In Which I'm Stuck in a Hospital Bed With Creutzfelt-Jakob *BIG SPOILER ALERT. BE AWARE*

            Libba Bray's book, Going Bovine, is based on a some what troubled kid named Cameron Smith. Cameron encounters a bunch of predicaments in his average social misfit life. He's the kid that is scraping by to pass his classes, not interested in college, and suffers from family expectations constantly. His parent's are both professors. I guess the whole C+ student and underachieving thing makes sense now huh? Anyway, even though Cameron is suffering through these expectations that are placed down on him; he is also suffering from a mad cow disease for humans and lack of communication with his father.
            Cameron starts off in the book with a really bland and boring life. To be honest with you, he was a loser with an extremely popular sister. Cameron was diagnosed with a mad cow disease in a form that was for human beings. It's called Creutzfelt-Jakob, which is a neurological disease that affects your brain. These prions, which are infectious proteins, are making bad copies and destroying Cameron's brain overtime. He was told that there would be no cure for him and that he would die. Through the perspective of Cameron's eyes, you see a dramatic change in the mood. Before he even found out about this disease, Cameron was very humble and lived an average life. Throughout the book, Cameron sees a punk angel and starts thinking he's crazy, but it turns out that she was just a messenger for Dr.X. Dr. X, who has not be revealed who he exactly is, has the power and capability to help Cameron and keep him alive. He has the cure. I thought this was an extremely great hook to force Cameron on this mission.

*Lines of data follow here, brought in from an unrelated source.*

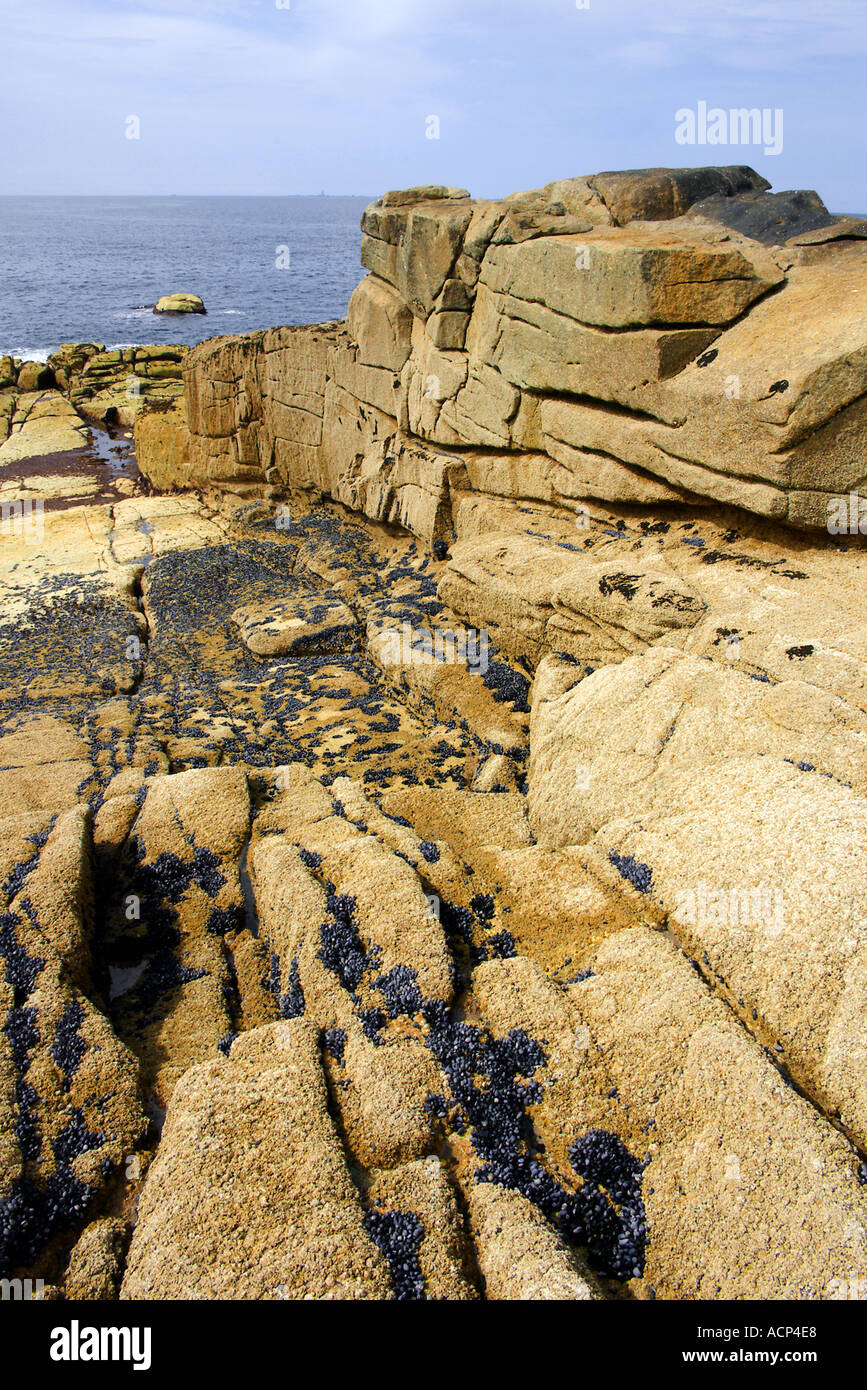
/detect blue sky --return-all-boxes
[0,0,867,211]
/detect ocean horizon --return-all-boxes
[0,195,375,361]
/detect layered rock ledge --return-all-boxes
[0,168,867,1301]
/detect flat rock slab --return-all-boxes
[0,391,90,464]
[232,594,358,656]
[121,1020,390,1300]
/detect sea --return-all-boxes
[0,196,371,361]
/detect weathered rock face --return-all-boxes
[138,167,867,530]
[0,168,867,1301]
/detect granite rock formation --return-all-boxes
[0,168,867,1301]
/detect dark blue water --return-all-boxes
[0,197,370,359]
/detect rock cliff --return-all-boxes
[0,168,867,1301]
[139,168,867,530]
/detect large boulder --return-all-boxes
[154,295,207,314]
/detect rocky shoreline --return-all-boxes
[0,170,867,1301]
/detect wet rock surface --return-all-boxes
[0,170,867,1301]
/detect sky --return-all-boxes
[0,0,867,213]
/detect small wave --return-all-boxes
[0,343,52,361]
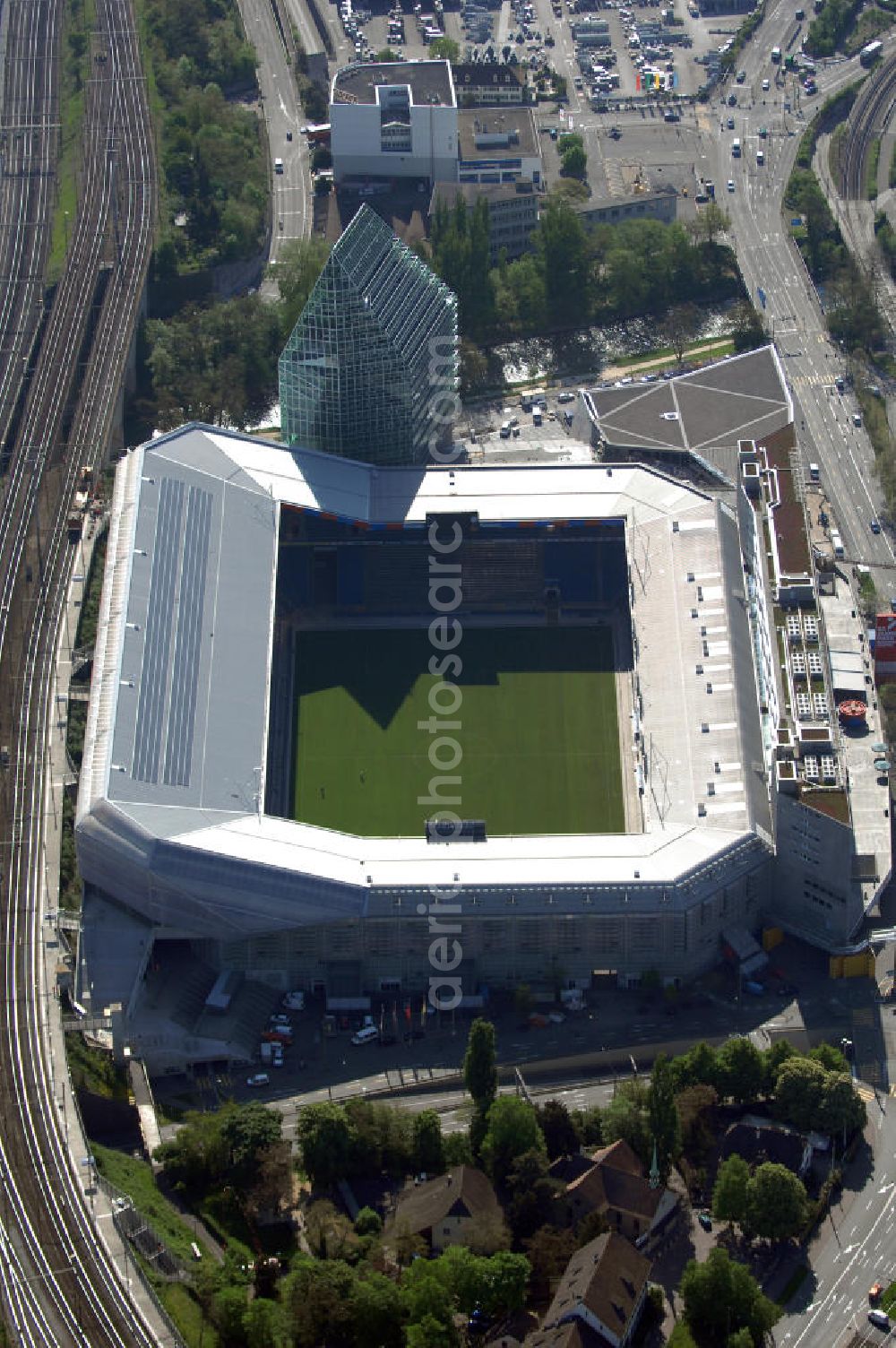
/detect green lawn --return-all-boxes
[294,626,625,837]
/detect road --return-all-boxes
[714,27,896,579]
[775,1096,896,1348]
[240,0,313,264]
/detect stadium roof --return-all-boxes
[586,347,794,454]
[78,425,770,926]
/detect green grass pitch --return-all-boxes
[294,626,625,837]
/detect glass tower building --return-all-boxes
[279,205,458,465]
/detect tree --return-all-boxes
[349,1266,404,1348]
[601,1078,653,1166]
[775,1059,827,1132]
[762,1040,802,1094]
[220,1100,283,1187]
[463,1016,497,1115]
[506,1147,562,1241]
[430,38,461,66]
[717,1037,765,1104]
[243,1297,292,1348]
[404,1314,460,1348]
[806,1043,849,1072]
[535,197,590,322]
[522,1223,577,1300]
[414,1110,444,1175]
[354,1208,383,1236]
[746,1161,807,1240]
[297,1102,354,1188]
[650,1053,682,1184]
[679,1247,779,1348]
[270,235,330,333]
[561,145,588,182]
[730,299,768,352]
[305,1198,358,1259]
[690,201,732,246]
[479,1249,532,1318]
[211,1287,246,1348]
[672,1040,719,1089]
[280,1255,357,1348]
[660,305,701,366]
[536,1100,582,1161]
[672,1084,719,1162]
[513,982,535,1021]
[481,1096,546,1187]
[818,1072,867,1136]
[712,1153,749,1225]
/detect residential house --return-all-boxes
[719,1115,813,1178]
[550,1139,677,1240]
[525,1231,650,1348]
[385,1166,503,1254]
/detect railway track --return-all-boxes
[840,56,896,201]
[0,0,62,468]
[0,0,162,1348]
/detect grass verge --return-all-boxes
[865,136,880,201]
[90,1142,202,1265]
[47,0,97,284]
[295,625,625,837]
[775,1265,808,1309]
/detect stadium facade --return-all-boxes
[83,415,772,1014]
[280,206,460,463]
[75,340,878,1067]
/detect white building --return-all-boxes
[330,61,458,186]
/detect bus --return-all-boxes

            Like I said before, Cameron fears death. Just like him, I fear death more than anything in the world. Just kidding. I fear the dark, but honestly I do fear death. The fact that Cameron has this fantasized disease makes me wonder about those who have suffered from actual real life threatening conditions like cancer. The thought of death scares me. It makes me wonder how I would die later on in my life, but it also makes me wonder why we die. Why must we die? This thought is constantly something that I wonder. We all die in a point in our lives and that's just how life is. Or that is how we told life is. Why do we die? I can only imagine how it is even more frightening for children to think or hear about death.
          Frankly, I have plenty more pages to read from this book, which is wonderful because it keeps me on my feet. I'm afraid that I read too fast I will surpass the important random details to finishing Cameron's mission. Something that questions me now is whether or not Cameron will actually stay alive after this whole journey. Was Dulcie, the punk angel, just lying to him to get him to accomplish and finish this mission? This dark energy that possesses him seems so powerful and unrealistic, but realistic at the same time.